O debate sobre as sanções a aplicar a Portugal pelo não cumprimento das regras do Pacto de Estabilidade foi de uma enorme indignidade e prolongou-se por demasiado tempo. As regras são para cumprir e Portugal, de forma reiterada, não cumpriu a regra do défice inferior a três por cento. Porém, Portugal não foi o único país a incumprir e, no último ano, as duas décimas foram uma questão técnica que o governo poderia ter gerido de outra forma e não seria muito difícil lograr o cumprimento. Ou merecer atenuantes.

O pior é que num tempo em que a Europa está a braços com problemas historicamente graves, como a saída do Reino Unido (“Brexit”) ou o fraco crescimento da economia europeia – que leva anos de crescimento anémico –, vemos como os dirigentes europeus perdem tempo com o défice português ou o espanhol, cujo incumprimento é mais elevado que o português – 4,8%. Curiosamente, Espanha resolveu atempadamente problemas estruturais e equilibrou financeiramente o sistema bancário, liquidando bancos ou “limpando” as contas dos bancos das imparidades provocadas nomeadamente por uma gigante bolha imobiliária: um terço dos bancos espanhóis foram fechados ou agregados e 30 por cento dos funcionários foram despedidos.
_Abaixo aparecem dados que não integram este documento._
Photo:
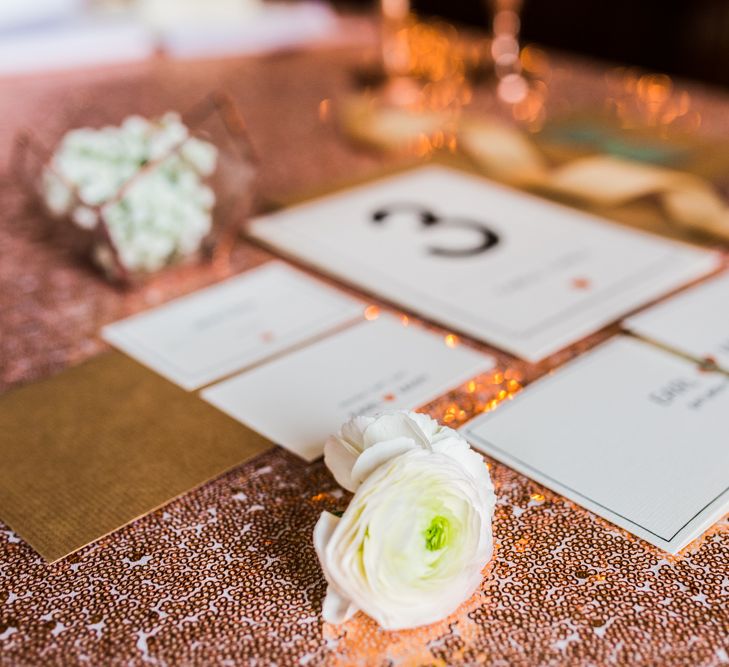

Mas não conseguiu, ainda, cumprir o compromisso do défice, nem o irá conseguir antes de 2018.

Em Portugal optou-se por medidas, a priori, menos violentas ou exigentes, com uma opção estratégica errada: baixar o rendimento, reduzir os salários. Passos Coelho acreditava, e continua a acreditar, que baixando o custo da mão-de-obra a economia seria mais competitiva. Os portugueses ficaram mais pobres, o investimento não apareceu, os bancos que deviam ter fechado não fecharam (pelo «risco sistémico») e o dinheiro que os credores emprestaram foi para despesa corrente. Conclusão: adiaram-se as reformas, o sistema financeiro está desequilibrado e meio falido, a Caixa é um gigante com pés de barro que precisa de três mil milhões de euros e que tem de despedir mais de três mil pessoas (ou os portugueses terão de continuar a pagar a manutenção dos postos de trabalho de um banco que não se modernizou), o Novo Banco é mantido artificialmente mas devia ter sido liquidado ao ser descoberto o buraco Espírito Santo (e quanto mais tempo estiver aberto mais caro sairá aos portugueses) e a dívida pública portuguesa cresceu exponencialmente (em 2000 era 50,3% do PIB; em 2010 era 94%; em 2015 passou para 128% do PIB). Entretanto, os lesados do BES e os lesados do BANIF andam mais calmos porque alguém os irá indemnizar, nem que seja parcialmente (os demais portugueses com os seus impostos); ninguém vai preso (nem sequer Ricardo Salgado que levou ao charco o GES e o BES ou Zeinal Bava que, com a sua ambição desmedida, entregou a maior empresa portuguesa aos brasileiros falidos da Oi que depois a espartilharam para a vender aos franceses); os quadros superiores da banca e das grandes empresas públicas continuam a ser bem remunerados (apesar da evidente incapacidade para gerir negócios); Portugal continua a depender de meia dúzia de empresas a sério (a maioria multinacionais estrangeiras) e das PME’s (geridas por pequenos empresários e gestores desconhecidos, sem pedigree, esforçados, audazes e trabalhadores, que garantem o funcionamento da economia, pagam impostos e empregam a maioria dos portugueses) – tudo isto enquanto o país é dominado pelos partidos políticos e os partidos são quase sempre dominados por gente de pouco caráter, oportunistas e corruptos. O destino de Portugal está nas mãos dos portugueses, mas, infelizmente, passados 40 anos sobre Abril, os portugueses decidem cada vez menos.